Understanding the New Tax Landscape for Real Estate in India (2025)

The Income Tax Act, 2025 has officially replaced the six-decade-old Income Tax Act, 1961.

On August 21, 2025, the Income-tax Act, 2025 received Presidential assent, officially replacing the six-decade-old Income-tax Act, 1961. The Act was published in the Gazette the next day and will come into force on April 1, 2026.

Structural Overhaul

  • The number of sections in the Act has been cut from 819 to 536, and chapters reduced from 47 to 23.
  • The Act now uses tables, formulas, and plain language to simplify calculations.
  • A new unified concept of “Tax Year” replaces the old “Previous Year” and “Assessment Year,” removing long-standing confusion for taxpayers.

Greater Relief for Self-Occupied Properties

  • Two homes now eligible for nil valuation: Earlier, only one property could be treated as self-occupied (thus exempt from notional rent).
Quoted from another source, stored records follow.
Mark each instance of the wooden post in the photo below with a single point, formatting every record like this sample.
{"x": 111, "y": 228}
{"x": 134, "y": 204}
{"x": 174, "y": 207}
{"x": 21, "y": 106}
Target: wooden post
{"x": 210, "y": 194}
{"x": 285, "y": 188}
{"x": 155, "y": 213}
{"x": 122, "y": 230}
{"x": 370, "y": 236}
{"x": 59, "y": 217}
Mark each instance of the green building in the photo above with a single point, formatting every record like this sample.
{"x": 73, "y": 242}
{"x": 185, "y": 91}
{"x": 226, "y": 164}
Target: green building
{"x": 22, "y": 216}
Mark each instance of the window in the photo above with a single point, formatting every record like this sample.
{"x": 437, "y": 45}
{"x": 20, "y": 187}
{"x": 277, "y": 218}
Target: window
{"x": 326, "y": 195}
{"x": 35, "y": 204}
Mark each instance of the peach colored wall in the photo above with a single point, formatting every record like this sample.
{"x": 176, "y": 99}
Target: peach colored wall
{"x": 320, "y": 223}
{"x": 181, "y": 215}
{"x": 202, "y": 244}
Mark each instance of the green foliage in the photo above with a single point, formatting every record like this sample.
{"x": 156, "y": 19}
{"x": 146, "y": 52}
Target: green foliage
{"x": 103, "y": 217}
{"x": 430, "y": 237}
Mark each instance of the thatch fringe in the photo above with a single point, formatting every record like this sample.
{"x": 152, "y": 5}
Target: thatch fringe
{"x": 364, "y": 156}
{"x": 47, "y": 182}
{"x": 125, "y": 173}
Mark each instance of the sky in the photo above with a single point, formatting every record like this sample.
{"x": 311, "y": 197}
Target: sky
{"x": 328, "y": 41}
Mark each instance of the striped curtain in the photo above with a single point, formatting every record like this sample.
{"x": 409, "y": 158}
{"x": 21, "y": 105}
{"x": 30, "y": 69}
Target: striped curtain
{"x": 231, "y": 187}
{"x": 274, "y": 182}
From 2025, you can now declare two self-occupied homes, reducing tax burden significantly.
  • Unoccupied properties get clarity: If you genuinely cannot occupy a property—such as when it’s under construction—it may still qualify as self-occupied.

Key Real Estate Tax Provisions

For property owners, landlords, and investors, this law introduces simpler, clearer, and more practical rules for rental property taxation and compliance.

Here’s what every property owner, landlord, and tenant needs to know:

1. Rental Income Computation Simplified

  • Net Annual Value = Actual Rent or Expected Rent (whichever is higher). Taxable rental value is now based on deemed rent and not on notional rental income. If a property was rented for 9 months at ₹50,000/month, the deemed income will also be ₹50,000/month for the remaining unoccupied months. Earlier, notional rental income was used, which was often much higher.
  • No tax on vacant months: If your property is empty for part of the year, you’re taxed only for the months it’s actually rented.
  • Municipal taxes deductible upfront: Municipal taxes paid can be deducted before computing taxable rental income.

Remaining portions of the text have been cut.